Company becomes Britain’s biggest housebuilder after Britain’s biggest housebuilding takeover, and in the process moves upmarket and enters the FTSE 100

Barratt Homes has made an audacious break with its traditions this week with the purchase of rival volume housebuilder Wilson Bowden for £2.2bn.

Mark Clare, the chief executive who was installed four months ago, has reversed Barratt’s well established policy of growing organically rather than by aquisition. The firm has not bought another business for the past quarter of a century.

And the reversal could hardly be more dramatic: the deal is the biggest merger in British housebuilding history, and will create a company with a direct workforce of 7,500.

Clare has also sought to distance Barratt from the cheap-and-cheerful image that it acquired during its eighties heyday. Clare has emphasised that he wants to retain the upmarket David Wilson Homes brand, which will remain a division of Barratt.

Ian Robertson, Wilson Bowden’s chief executive, said: “David Wilson Homes gives them something that they don’t have at the moment. They feel under-represented at the top end of the market.”

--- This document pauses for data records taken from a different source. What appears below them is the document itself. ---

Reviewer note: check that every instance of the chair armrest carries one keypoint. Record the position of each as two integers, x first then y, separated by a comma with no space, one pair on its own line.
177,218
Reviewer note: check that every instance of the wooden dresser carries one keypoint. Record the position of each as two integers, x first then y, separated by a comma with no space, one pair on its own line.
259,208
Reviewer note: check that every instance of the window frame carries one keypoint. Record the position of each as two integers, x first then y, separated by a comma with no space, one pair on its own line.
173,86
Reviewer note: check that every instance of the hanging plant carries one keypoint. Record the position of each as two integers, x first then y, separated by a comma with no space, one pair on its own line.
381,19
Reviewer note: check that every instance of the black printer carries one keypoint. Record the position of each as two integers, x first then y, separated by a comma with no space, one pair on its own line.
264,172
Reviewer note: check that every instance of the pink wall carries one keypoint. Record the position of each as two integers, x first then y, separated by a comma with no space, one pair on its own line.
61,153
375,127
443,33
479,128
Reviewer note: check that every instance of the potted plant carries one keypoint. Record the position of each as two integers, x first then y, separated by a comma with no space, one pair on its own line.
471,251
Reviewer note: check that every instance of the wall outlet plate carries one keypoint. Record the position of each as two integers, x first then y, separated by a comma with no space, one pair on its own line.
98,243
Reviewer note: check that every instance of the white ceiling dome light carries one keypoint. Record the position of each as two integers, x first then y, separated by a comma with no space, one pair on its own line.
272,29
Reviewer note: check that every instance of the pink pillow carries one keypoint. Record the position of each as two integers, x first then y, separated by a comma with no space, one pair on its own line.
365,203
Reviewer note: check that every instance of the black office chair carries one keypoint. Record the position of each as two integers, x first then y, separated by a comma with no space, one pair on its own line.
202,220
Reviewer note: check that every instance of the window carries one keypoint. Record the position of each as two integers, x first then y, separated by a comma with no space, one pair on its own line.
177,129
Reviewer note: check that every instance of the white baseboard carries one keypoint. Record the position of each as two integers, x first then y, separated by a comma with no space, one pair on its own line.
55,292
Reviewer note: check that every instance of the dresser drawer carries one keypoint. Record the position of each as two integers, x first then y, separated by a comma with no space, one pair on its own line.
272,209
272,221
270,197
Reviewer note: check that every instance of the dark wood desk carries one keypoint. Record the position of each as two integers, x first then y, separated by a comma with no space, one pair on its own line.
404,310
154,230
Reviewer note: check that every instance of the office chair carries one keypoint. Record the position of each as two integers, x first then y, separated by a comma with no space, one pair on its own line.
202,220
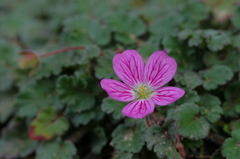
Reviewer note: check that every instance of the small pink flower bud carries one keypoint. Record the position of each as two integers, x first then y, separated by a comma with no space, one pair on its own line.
28,60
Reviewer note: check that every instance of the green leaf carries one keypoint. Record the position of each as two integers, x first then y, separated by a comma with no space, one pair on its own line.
15,143
54,64
104,65
125,23
7,103
216,75
125,38
129,138
189,78
210,107
99,139
110,105
181,53
8,63
232,102
236,134
76,92
216,40
222,10
84,30
147,49
35,97
56,149
163,27
227,58
190,124
231,148
195,39
122,155
84,117
190,96
49,124
236,17
192,144
162,144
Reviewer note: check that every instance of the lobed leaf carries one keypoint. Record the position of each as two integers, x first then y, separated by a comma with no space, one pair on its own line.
110,105
76,92
210,107
190,123
216,75
36,96
56,149
48,124
129,138
158,140
15,143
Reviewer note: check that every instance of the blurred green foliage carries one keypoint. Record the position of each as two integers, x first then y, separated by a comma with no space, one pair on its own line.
57,110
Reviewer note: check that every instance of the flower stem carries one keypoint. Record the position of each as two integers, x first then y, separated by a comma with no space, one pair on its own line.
62,50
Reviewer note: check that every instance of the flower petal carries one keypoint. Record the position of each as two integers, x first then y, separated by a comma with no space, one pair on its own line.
159,70
129,67
138,108
117,90
167,95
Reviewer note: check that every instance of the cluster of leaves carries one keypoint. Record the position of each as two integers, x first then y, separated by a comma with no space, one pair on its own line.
56,109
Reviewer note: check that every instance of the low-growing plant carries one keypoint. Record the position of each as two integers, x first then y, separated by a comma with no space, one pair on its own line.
120,79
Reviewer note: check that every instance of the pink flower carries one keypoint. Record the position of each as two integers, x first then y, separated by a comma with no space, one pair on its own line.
142,84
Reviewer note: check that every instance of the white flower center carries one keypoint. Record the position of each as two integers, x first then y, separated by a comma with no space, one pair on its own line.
142,91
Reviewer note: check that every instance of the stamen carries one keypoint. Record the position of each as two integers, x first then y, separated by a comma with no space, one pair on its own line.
143,92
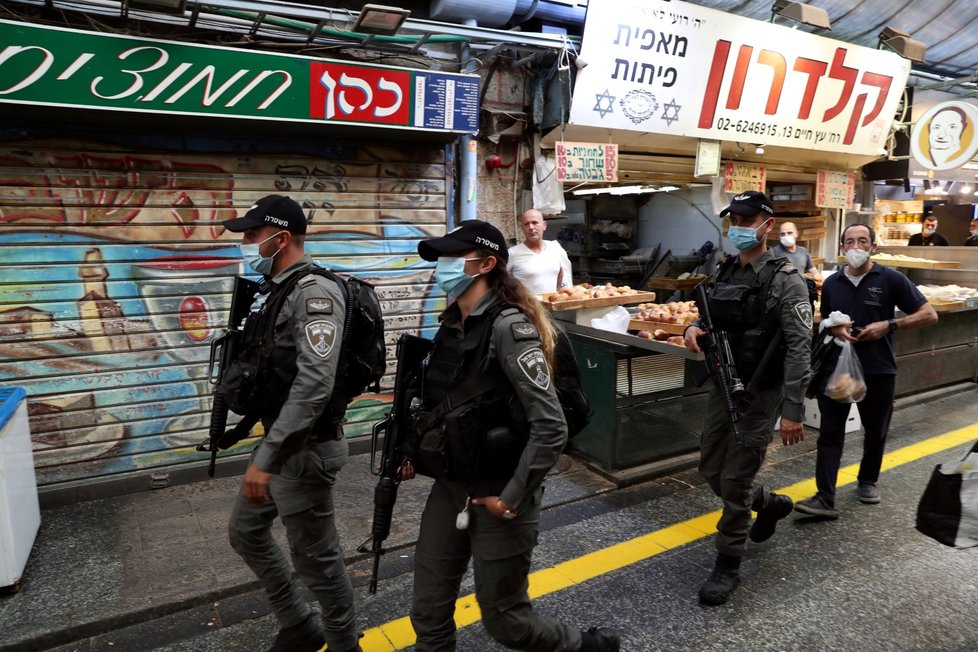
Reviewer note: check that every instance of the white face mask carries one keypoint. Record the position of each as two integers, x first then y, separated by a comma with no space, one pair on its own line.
856,257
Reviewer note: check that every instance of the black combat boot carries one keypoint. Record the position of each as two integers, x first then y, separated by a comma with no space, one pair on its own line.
600,639
723,581
775,508
307,636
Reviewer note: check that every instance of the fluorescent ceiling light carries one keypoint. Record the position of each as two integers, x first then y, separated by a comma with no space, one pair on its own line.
592,191
624,190
161,6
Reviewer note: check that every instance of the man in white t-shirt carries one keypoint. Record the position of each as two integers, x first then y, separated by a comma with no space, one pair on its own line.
542,265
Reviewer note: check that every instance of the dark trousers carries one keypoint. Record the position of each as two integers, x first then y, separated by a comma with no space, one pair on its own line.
875,411
500,552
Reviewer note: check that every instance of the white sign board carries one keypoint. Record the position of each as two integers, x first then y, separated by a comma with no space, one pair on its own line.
675,68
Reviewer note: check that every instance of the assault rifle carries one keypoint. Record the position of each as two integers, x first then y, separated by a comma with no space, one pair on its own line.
226,346
411,352
720,363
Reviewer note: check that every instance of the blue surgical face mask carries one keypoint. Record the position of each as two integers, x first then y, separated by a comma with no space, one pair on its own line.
251,253
451,277
743,237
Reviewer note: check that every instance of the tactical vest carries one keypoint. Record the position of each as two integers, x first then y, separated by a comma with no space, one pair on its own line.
479,441
260,379
749,315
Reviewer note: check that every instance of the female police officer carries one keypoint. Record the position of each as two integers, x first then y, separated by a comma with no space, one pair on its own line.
488,511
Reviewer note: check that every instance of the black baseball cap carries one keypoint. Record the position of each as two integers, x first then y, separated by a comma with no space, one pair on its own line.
470,234
273,210
749,204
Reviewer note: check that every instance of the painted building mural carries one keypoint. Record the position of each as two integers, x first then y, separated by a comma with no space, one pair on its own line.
115,276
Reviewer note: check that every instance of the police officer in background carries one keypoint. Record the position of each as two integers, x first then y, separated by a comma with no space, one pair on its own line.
492,518
759,300
292,471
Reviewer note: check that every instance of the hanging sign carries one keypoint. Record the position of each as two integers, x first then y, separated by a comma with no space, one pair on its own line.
835,189
52,66
597,162
707,158
741,177
672,67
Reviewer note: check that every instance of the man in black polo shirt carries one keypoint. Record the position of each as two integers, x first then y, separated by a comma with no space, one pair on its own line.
868,293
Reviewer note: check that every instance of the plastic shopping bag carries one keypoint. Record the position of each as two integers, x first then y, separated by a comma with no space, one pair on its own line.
615,321
948,510
847,384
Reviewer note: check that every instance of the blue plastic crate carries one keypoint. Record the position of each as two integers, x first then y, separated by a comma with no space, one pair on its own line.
10,398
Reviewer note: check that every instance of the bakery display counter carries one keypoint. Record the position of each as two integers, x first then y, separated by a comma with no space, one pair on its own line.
939,355
645,403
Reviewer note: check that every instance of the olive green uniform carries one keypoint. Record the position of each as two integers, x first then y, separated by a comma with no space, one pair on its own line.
729,468
500,550
304,468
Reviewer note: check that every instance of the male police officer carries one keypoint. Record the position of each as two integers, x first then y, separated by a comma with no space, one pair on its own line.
759,301
293,469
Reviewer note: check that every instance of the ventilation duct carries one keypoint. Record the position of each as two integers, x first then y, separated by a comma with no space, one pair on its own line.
500,13
495,13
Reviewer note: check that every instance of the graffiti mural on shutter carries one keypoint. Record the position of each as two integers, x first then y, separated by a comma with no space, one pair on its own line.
115,277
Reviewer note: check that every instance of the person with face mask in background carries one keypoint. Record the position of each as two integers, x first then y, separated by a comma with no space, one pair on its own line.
761,302
788,247
867,293
928,236
490,516
972,240
293,469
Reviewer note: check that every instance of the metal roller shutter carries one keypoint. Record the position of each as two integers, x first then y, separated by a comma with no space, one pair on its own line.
115,277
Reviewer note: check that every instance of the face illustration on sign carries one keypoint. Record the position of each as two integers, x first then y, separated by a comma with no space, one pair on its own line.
944,137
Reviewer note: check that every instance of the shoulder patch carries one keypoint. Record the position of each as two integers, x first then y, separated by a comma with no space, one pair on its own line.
803,310
524,331
321,336
319,306
533,364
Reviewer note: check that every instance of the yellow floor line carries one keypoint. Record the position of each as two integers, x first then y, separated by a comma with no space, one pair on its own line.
398,634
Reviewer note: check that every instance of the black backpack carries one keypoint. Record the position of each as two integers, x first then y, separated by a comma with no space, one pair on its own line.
363,353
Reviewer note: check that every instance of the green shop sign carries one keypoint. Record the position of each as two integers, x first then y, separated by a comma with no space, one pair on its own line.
71,68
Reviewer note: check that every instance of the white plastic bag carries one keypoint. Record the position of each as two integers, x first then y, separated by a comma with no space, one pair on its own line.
847,383
548,191
615,320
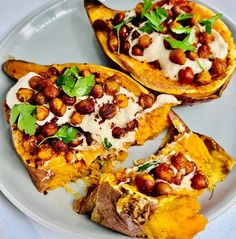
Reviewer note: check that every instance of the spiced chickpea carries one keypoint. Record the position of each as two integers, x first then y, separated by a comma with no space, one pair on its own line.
112,87
162,188
45,152
24,94
186,75
199,181
146,101
164,172
58,107
113,41
145,183
121,100
51,92
119,17
218,66
137,51
85,107
204,51
178,56
76,118
41,112
144,41
203,78
97,91
49,129
205,38
39,99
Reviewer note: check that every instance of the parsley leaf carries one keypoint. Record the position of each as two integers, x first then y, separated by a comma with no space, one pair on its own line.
210,21
155,18
118,27
147,4
23,114
107,144
65,134
73,84
183,17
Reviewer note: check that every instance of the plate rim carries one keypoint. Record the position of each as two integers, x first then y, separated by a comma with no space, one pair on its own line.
22,22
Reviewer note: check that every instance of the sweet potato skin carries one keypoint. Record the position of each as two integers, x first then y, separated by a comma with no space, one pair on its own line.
154,79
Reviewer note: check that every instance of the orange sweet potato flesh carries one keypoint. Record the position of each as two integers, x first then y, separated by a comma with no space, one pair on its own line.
154,79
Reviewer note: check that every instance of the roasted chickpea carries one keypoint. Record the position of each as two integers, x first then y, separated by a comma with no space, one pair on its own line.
39,99
24,94
119,17
112,87
178,56
146,101
67,100
51,92
76,118
85,107
203,78
97,91
145,183
162,188
45,152
41,112
49,129
57,107
164,172
144,41
186,75
205,38
199,181
118,132
121,100
136,51
107,111
218,66
113,41
204,51
59,146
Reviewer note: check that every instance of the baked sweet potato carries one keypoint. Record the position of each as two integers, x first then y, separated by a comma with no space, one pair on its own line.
62,137
147,42
158,197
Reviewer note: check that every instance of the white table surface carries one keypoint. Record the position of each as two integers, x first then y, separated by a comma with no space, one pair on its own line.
13,223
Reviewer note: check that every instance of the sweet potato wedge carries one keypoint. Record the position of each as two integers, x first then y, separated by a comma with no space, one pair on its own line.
152,77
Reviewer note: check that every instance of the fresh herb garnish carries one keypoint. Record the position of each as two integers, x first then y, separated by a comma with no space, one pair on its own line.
118,27
210,21
183,17
107,144
73,84
24,115
65,134
147,4
154,19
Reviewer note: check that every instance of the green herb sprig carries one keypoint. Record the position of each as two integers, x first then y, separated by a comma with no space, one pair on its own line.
23,114
73,84
65,134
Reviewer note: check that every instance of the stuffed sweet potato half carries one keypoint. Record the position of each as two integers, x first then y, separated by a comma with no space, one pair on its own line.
158,196
177,47
74,120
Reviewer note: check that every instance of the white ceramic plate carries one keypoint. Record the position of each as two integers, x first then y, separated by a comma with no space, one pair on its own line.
62,33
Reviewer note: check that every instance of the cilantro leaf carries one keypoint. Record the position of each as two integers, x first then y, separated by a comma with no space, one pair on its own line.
147,4
65,134
183,17
107,144
210,21
73,84
155,18
23,114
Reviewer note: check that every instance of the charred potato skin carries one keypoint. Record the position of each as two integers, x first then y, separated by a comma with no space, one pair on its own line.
188,94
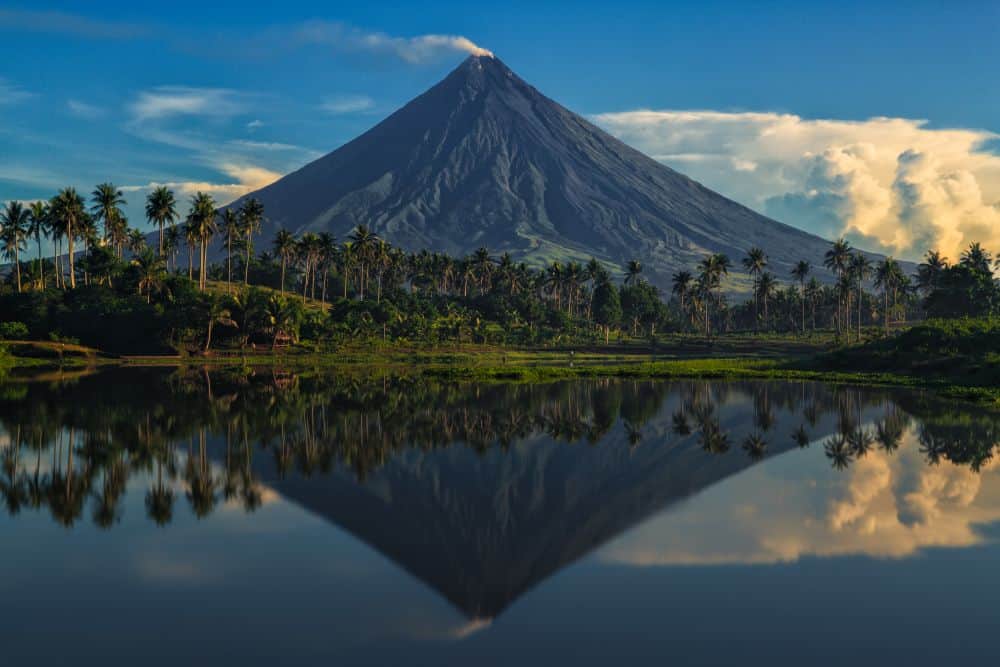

He added that Barratt would retain Wilson Bowden Developments, the Leicestershire company’s commercial arm, as a separate division.

A Barratt spokesman said: “One of the strategic wins is to get into commercial development. At the moment, Barratt has to farm out commercial development on mixed-use schemes.”

Barratt has told the City that it will deliver £45m worth of efficiency savings in the second full year after merger.

Barratt has not bought another business for the past quarter of a century

The spokesman said no decision had yet been taken about the level of redundancies, or whether Barratt would its move its headquarters from its historic base in Newcastle upon Tyne.

Robertson said that although redundancies could not be ruled out, there would not be wholesale sackings at Wilson Bowden’s head office in Ibstock, Leicestershire, which will remain the headquarters of the David Wilson division.

He said: “If you put the two together, you have a better balance. We weren’t in north-east or south-east England. Both parties have said upfront that that it’s going to be greater than the sum of the parts.”

The merger will increase Barratt’s valuation to £4.3bn, its annual housing output from 14,000 homes a year to 19,700 and number of plots from 70,500 to 103,555.

It will also increase Barratt’s landbank from 2,800 acres to 12,100 and raise the average selling price of Barratt homes by nearly £10,000 to £175,400.

The Wilson Bowden tie-up will change Barratt’s geographical profile. At present, 20% of its homes are developed in the Midlands. This will rise to 28%.

David Wilson, Wilson Bowden’s co-founder and chairman, will net £730m from the sale, which values his business at £2.2bn. He will also own 6% of Barratt.

The agreed sale puts a 23% premium on Wilson Bowden’s closing price on 24 November, the day before the company announced it was for sale.